The CPTPP replaces the Trans-Pacific Partnership launched in 2008 by the United States as an economic component of President Barack Obama’s âpivot to Asiaâ, but rejected by President Donald Trump on his first day in office. The TPP was originally intended to include provisions that would be difficult for China to comply with, but would consolidate the primacy of the United States as a standards body in Asia-Pacific trade.
However, a series of less developed countries, including Vietnam, Brunei and Peru, have crossed the bar to become members of the CPTPP, and some academic commentators believe China would be in a position to do so as well.
UNSW Weihan Zhou and Henry Gao from Singapore Management University say the CPTPP’s requirements for state-owned enterprises are less onerous than China’s specific requirements designed for its WTO membership.

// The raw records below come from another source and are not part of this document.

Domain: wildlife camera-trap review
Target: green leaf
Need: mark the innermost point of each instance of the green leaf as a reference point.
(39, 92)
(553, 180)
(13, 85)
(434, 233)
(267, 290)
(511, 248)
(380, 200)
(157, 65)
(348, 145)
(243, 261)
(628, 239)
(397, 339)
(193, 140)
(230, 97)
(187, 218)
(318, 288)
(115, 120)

China has accepted the right to cross-border data transfer and the ban on data localization rules under the Regional Comprehensive Economic Partnership, the ASEAN-led trade deal signed last November. The CPTPP contains provisions prohibiting the forcible transfer of source codes, but includes exemptions for financial services and government procurement, which are the most sensitive areas for China.
The most difficult provision for China to comply with would be the requirement that it pass laws to incorporate the rights enshrined in the declaration of the International Labor Organization. These include prohibitions on forced labor and the rights to collective bargaining and freedom of association in independent trade unions.
China would simply deny using forced labor in its camps in Xinjiang, but granting the right to form independent unions would be anathema to the Chinese Communist Party, which resists any independent organization. Collective bargaining would also be seen as a threat. Breaking the monopoly of the state labor movement may have been a difficult reform for Vietnam, but it is impossible to envision in Xi’s China.
If Wang persists with China’s deep freeze on ministerial-level contacts with Australia, the problem will never arise.